Effect on Surplus Beds Is Debated as Kaiser Dedicates Hospital

Times Staff Writer

Kaiser Permanente dedicated its $60-million Woodland Hills medical center Friday, marking the second time in a week that a new, full-service hospital has been dedicated in the Valley. Los Angeles County's 350-bed Olive View Hospital officially opened in Sylmar last Saturday.

Two hundred doctors will be assigned to work at a 212-bed hospital and an adjoining outpatient facility on 28 acres at De Soto Avenue and Burbank Boulevard, Kaiser officials said.

The center will handle about 120,000 Kaiser health maintenance organization subscribers in the West San Fernando Valley and Conejo and Simi valleys, officials said.

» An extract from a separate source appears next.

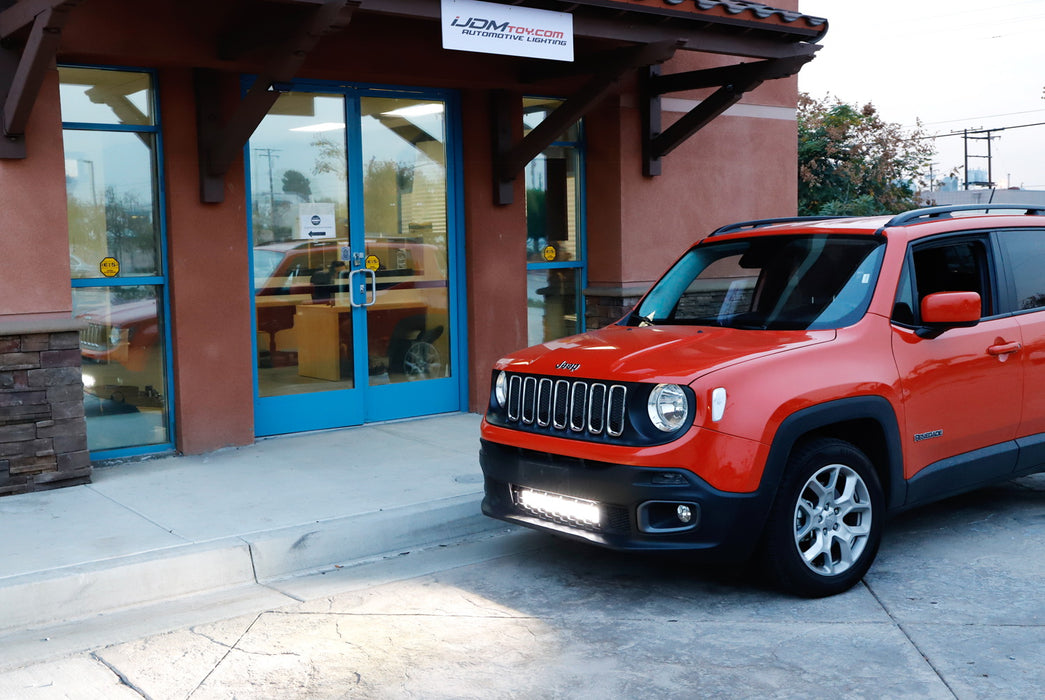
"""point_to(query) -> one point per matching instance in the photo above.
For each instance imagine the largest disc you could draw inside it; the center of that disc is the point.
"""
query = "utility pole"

"The competitive marketplace requires this commitment," hospital administrator James L. Breeden told about 200 people attending dedication ceremonies outside the entrance to the five-story hospital.

Not Operating Yet

Breeden said the hospital will begin accepting patients in about two weeks.

Hospital administrators disagree over whether the new Kaiser institution will increase the already strong competition caused by a surplus of hospital beds. According to state statistics, about 40% of the beds in the Valley are vacant on an average day.

Olive View was not seen as increasing competitive pressures because it serves primarily indigent patients who went to County-USC hospital in the past.

Although some administrators expect Kaiser's new building to add to the glut, others said that as an HMO--which treats only patients who have signed up in advance for its services--Kaiser will appeal to a separate class of patients.

"The only people who go there are members of their HMO,"' said Rosie O'Meara, a spokeswoman for Holy Cross Hospital in Mission Hills. "They're in a different category."

Competition Feared

Others disagreed.

Tim Bradley, a spokesman for Valley Presbyterian Hospital in Van Nuys, said his facility expects to feel increased competition from the Woodland Hills hospital. "It will contribute to the surplus-bed situation," he said.

Dan Adams, administrator of Northridge Hospital Medical Center, said Valley hospitals that have handled overflow patients from Kaiser's Panorama City hospital will feel the pinch when those patients are sent instead to Woodland Hills.

But Kaiser spokeswoman Janice Seib said she doubts that the Woodland Hills hospital will contribute to a hospital bed glut. "This is not a fee-for-service facility that will be in competition with those hospitals," she said.

During Friday's ceremonies, Kaiser officials donated $7,350 to the Woodland Hills Chamber of Commerce for setting up a cardiopulmonary resuscitation training program for students at two local high schools.

The money will be used to purchase training films and practice dummies for use at Taft and El Camino Real high schools.